İlişkilerin normalleştirilmesi suretiyle ortaya çıkabilecek yeni bir düzeni kurulabileceğinin altını çizen Denktaş bunun samimiyetle ve güven ortamı içerisinde olması gerektiğini noktasında durduğunu belirterek “Bunun için de Türkiye ile istişare içinde hareket etmemiz çok önemlidir. Şimdi Yunanistan ile Mısır da anlaşma imzaladılar. Bu tüm Doğu Akdeniz’i ve ortasındaki Kıbrıs’ı tam bir çaprazın ortasında bıraktı, gerginliğe yol açtı. Dolayısıyla tüm bu bölgesel değişiklikleri de gözönünde bulunduracaksak iki halkın da güven duyabileceği bir mekanizma oluşuturulması lazım.
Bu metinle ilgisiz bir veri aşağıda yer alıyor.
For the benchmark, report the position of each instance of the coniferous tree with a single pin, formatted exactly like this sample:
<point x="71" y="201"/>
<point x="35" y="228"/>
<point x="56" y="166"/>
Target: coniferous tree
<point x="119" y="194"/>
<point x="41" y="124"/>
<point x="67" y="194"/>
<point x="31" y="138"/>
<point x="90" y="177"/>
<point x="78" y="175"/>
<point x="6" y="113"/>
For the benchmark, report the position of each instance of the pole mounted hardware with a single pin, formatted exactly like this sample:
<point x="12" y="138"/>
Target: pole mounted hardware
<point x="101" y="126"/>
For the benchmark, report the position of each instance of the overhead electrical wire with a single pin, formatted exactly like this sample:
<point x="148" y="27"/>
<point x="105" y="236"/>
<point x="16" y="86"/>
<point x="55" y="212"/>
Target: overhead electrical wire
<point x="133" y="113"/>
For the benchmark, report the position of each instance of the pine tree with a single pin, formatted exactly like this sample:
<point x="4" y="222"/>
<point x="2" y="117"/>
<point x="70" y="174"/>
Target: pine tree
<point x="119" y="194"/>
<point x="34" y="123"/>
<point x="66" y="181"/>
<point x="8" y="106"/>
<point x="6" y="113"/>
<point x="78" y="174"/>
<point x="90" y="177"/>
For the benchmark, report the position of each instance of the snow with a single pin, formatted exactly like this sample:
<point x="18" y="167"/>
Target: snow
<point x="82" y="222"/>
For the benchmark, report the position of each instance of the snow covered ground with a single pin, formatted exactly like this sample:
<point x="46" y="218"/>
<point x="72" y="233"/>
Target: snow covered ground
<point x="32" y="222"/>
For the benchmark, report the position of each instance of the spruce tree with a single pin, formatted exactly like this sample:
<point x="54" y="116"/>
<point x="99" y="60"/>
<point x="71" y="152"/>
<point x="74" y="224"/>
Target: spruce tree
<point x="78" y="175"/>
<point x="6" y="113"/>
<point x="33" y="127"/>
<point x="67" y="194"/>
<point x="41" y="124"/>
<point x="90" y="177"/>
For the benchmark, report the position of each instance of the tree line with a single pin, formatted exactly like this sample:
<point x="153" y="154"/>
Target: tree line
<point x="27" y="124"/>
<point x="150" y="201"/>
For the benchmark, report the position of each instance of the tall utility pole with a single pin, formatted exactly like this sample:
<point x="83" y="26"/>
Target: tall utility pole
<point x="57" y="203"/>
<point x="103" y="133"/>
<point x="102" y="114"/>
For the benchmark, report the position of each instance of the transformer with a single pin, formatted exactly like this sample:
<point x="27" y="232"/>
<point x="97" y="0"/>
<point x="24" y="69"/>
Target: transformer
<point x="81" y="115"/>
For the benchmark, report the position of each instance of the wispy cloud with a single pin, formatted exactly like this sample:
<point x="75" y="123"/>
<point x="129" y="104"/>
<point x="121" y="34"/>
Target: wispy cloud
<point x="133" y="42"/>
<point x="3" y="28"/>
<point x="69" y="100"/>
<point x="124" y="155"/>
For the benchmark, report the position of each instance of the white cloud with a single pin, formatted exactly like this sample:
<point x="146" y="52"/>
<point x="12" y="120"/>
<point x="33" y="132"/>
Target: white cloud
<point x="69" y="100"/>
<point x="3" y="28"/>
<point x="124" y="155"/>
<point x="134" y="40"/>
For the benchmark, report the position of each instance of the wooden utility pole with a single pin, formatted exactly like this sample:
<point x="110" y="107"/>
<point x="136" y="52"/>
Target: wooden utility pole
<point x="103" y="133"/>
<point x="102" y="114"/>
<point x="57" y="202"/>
Bunların yarattığı tıkanıklığı aşacak başka formüller vardır. Hele bu yeni normal denilen dönemde göreceğiz ki bu fırsatlar daha da çoğalacak. Bu süreç Kıbrıs sürecine de farklı bir perspektif yaratacak. Yeni birşeyler konuşalım, yeni bir yaklaşım yapalım. Bunun için dünyayla daha farklı bir iletişim içerisine girelim. Türkiye ile farklı biçimde hareket etmenin yollarını bulalım.
Hata yapmadan kendi içimizdeki dağınıklığı, Cumhurbaşkanı, hükümet ve meclisin yarattığı kargaşayı, bu dağınıklığı, çatışmayı ortadan kaldıracak bir yaklaşımdan bahsediyorum. Bunu da yapabileceğime inanıyorum.
Özgüvenim yüksektir bu anlamda. Çünkü ben bunları bakanlık dönemimde yaptım. Kimsenin önünde baş eğmeyelim, toplum olarak da eğmeyelim” diye konuştu.